BARTON — “Protect your front end and a lot of luck,” said Heidi Taylor of West Glover when asked about the strategy that carried her to a third-place finish in the four-cylinder division of the Demolition Derby on Sunday night.

After finishing in the top three in the afternoon qualifying heat, Ms. Taylor and her battered Dodge Neon faced a field of 24 in the final four-cylinder feature.

Nimbly dodging a constant barrage of rear-facing attackers, the Lake Region Union High School graduate’s pink and silver helmet with its full face mask lent an air of almost zen-like calm as she methodically shifted gears and churned through the mud, seeming to weigh the prospective damage to her own car before hurtling backwards into another.
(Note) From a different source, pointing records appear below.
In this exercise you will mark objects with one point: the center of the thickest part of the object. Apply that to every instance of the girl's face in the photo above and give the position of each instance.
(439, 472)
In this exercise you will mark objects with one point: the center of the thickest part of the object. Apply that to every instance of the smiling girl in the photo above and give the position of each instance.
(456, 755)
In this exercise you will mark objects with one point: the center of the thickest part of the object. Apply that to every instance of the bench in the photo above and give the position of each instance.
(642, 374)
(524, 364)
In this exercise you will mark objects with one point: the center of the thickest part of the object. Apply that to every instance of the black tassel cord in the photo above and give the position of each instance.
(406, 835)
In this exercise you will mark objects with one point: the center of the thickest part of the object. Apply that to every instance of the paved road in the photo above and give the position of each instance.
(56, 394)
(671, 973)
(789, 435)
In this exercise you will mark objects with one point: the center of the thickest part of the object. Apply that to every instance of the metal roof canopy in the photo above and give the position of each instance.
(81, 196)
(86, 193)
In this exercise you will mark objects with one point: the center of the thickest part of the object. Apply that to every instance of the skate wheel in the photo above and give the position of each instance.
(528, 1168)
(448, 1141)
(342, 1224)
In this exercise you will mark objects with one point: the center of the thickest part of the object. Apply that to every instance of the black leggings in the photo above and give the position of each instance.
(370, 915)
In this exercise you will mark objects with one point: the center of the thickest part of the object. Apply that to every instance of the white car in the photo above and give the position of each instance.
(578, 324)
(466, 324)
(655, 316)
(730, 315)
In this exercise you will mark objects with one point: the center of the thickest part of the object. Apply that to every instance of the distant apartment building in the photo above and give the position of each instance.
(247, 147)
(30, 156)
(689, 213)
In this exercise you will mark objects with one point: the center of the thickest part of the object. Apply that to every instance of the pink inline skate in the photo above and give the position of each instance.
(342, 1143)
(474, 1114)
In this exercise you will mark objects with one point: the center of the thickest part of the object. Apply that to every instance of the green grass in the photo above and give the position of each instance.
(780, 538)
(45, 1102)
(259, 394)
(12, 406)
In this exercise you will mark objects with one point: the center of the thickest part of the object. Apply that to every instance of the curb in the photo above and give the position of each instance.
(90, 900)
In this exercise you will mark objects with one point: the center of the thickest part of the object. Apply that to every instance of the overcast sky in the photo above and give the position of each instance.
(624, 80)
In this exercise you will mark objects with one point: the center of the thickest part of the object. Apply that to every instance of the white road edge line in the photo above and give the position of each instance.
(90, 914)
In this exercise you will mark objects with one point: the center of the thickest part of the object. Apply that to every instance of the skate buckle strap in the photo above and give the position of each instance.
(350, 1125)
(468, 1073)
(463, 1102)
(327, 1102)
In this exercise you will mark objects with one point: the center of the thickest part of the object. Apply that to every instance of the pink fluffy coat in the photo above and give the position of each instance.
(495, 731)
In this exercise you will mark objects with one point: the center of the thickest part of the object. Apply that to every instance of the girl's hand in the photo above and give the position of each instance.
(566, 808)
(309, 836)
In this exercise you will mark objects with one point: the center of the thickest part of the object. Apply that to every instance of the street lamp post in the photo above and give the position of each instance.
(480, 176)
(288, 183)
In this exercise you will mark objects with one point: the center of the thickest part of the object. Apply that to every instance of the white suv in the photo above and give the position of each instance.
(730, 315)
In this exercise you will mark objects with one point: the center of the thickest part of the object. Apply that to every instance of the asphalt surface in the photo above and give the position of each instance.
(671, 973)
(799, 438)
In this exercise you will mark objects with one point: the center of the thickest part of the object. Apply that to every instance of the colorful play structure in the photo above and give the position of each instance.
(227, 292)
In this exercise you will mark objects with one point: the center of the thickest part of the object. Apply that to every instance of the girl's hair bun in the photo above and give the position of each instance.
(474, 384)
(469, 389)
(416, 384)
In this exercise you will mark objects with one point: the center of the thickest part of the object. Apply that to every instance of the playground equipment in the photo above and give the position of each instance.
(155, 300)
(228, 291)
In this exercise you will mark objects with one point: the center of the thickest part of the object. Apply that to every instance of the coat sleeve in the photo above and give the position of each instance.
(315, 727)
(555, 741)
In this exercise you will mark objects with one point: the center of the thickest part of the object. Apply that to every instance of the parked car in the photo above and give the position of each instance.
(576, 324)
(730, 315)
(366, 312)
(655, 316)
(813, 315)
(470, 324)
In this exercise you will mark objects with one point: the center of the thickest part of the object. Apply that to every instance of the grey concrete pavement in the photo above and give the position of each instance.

Unlike many of the flashier drivers, who inflicted as much damage on themselves as they did on others, she survived until nearly the end of each of her races.

And at the final horn, blonde hair flying, she jumped off the hood of her car and headed for the stage to claim her trophy.

For those who think of cars as mysterious and delicate things, the annual Demolition Derby is a humbling reminder that, in the right hands, a car can take an unbelievable amount of abuse and simply refuse to die.

Demolition Derby cars just keep going with radiators steaming, wheels turning at improbable angles, and trunks compacted into the space where the back seat was.